Child abuse unit paying for data

ken ukcrypto at chiark.greenend.org.uk
Wed, 21 Jan 2009 11:15:43 +0000


> http://news.bbc.co.uk/1/hi/uk/7840924.stm

Is he talking about investigation of crimes that have already 
been committed, or about trying to find out if crimes have been 
committed, or about finding children who are making themselves 
vulnerable, or about  data mining to look for patterns of 
behaviour thought to be associated with abusers?   The BBC 
webpage does not make it clear.  (The CEOP website is even less 
clear - its text reads as if it has been autogenerated by an 
Eliza fed with PR and bumf and managementspeak.)

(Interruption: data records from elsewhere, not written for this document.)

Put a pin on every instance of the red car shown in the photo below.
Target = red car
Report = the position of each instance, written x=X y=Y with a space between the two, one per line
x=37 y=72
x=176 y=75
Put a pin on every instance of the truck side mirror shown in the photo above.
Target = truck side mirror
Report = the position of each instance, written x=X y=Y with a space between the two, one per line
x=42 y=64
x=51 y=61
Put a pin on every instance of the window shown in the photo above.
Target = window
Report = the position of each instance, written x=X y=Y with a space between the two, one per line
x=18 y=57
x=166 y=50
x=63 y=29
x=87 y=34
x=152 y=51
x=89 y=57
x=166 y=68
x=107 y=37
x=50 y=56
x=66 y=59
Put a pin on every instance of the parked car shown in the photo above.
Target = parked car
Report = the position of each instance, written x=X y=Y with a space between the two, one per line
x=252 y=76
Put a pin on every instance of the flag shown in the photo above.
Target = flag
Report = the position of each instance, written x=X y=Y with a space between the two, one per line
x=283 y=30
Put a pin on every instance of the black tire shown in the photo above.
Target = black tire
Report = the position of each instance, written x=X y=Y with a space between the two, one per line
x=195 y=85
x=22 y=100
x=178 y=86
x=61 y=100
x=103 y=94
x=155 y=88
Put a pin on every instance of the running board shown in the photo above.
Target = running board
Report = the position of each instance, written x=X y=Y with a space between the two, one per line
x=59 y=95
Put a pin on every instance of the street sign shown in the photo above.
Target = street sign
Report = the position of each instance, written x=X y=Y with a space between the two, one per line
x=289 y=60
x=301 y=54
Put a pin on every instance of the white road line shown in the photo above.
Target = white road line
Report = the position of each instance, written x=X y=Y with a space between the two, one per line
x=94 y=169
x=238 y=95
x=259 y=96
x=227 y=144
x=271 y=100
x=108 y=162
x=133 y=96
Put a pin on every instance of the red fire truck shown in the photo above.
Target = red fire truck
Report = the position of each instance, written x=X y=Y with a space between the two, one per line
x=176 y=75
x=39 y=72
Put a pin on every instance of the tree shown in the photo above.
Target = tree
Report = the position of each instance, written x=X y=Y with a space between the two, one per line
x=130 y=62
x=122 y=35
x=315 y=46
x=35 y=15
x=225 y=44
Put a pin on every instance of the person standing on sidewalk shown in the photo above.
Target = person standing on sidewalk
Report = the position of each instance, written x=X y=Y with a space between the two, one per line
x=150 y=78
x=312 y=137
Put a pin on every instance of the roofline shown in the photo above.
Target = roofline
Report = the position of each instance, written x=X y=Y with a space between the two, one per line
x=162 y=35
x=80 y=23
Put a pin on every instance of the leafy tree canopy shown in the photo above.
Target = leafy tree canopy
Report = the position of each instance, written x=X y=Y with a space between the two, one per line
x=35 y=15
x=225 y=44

I mean, is the data that is being charged for the equivalent of 
a shopping mall handing its CCTV recordings to the police after 
a crime has been reported?

Or is it the equivalent of the police asking for the whole 
stream and looking for people who look as if they might commit a 
crime, or be victims of one, in the future?  Is this like asking 
the mall to send in photos of all teenagers spotted hanging 
around on corners?

If I were an ISP I would be annoyed if I was forced to pay for 
parastatal fishing expeditions.

Comments like these imply data-mining (or perhaps 
data-prospecting) as well as focused investigation:

- "It works both online gathering intelligence, and on the 
ground protecting young people from abuse and tracing offenders."
- "'If you're a child on a social networking site, you will 
expose certain information about yourself'" Mr Gamble said."
- "CEOP works closely with the industry to track potential victims"
- "But he feels it is unacceptable when working to prevent harm 
to children in an online area created by the ISPs themselves."

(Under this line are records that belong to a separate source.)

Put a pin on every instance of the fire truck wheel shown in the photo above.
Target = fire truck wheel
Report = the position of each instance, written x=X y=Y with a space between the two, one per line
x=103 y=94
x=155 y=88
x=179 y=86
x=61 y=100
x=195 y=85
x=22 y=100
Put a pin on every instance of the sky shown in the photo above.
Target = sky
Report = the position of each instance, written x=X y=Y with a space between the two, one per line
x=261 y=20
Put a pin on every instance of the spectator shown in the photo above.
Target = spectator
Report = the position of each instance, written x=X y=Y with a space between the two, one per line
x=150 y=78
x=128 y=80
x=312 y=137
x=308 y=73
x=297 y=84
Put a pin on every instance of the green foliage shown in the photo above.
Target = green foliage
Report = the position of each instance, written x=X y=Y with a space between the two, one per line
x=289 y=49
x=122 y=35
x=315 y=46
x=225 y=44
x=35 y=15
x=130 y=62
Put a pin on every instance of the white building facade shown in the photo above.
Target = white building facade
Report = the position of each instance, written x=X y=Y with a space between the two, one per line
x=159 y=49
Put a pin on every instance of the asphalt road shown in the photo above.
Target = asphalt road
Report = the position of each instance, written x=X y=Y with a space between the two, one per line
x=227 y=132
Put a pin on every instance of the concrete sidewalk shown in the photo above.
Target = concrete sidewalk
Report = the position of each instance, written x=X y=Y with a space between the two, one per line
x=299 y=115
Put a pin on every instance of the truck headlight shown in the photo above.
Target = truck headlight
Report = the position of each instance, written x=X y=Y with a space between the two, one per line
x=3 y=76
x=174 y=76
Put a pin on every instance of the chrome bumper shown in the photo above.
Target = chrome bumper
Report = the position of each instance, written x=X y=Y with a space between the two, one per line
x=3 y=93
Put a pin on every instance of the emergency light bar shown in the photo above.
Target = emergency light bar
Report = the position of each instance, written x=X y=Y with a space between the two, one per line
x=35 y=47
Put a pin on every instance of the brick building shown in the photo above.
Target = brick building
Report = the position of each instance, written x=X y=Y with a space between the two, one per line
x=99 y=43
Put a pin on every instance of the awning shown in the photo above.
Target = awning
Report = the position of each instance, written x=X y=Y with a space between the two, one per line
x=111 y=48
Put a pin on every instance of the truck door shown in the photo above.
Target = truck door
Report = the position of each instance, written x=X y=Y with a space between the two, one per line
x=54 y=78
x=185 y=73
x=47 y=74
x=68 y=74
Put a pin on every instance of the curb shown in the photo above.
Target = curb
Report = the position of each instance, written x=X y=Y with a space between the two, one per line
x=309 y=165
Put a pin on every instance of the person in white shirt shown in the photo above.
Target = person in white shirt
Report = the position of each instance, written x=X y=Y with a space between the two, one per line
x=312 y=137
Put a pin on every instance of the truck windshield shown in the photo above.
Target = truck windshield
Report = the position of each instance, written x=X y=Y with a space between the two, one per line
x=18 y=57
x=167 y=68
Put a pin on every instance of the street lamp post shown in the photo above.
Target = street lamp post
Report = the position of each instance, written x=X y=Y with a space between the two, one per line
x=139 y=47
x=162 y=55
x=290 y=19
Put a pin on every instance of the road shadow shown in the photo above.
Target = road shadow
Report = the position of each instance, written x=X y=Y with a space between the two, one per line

Preventing harm and protecting people are wonderful things to 
do, but they are not the same as investigating crimes.  Tracking 
potential victims sounds good as well, like an old-fashioned 
park-keeper keeping an eye out for little kids climbing too high 
in the playground.  (Though it also sounds like a licence to 
control everybody everywhere just in case some of them are doing 
risky things) Presumably if Parliament had wanted ISPs to donate 
all their records whatsoever to the government so that they 
could be searched for patterns of online behaviour that might 
show children doing things that make themselves unsafe in 
future, then Parliament could have passed a law requiring them 
to do that.  But I don't think they did.

Also if Mr Gamble really said: "Their core business is the 
online environment, bringing customers to that environment..." 
then I'm worried about his lack of knowledge about how the all 
this stuff works.   "What we're saying is if you create a public 
place, you have responsibilities and you need to live up to 
those responsibilities in that public place frequented by 
children." is true, but by and large it is not ISPs who create 
these "public places" or who are best placed to police them.

Its as if he is blaming the motorway maintenance people for 
burglary,  because the criminals drove to the scene of the crime.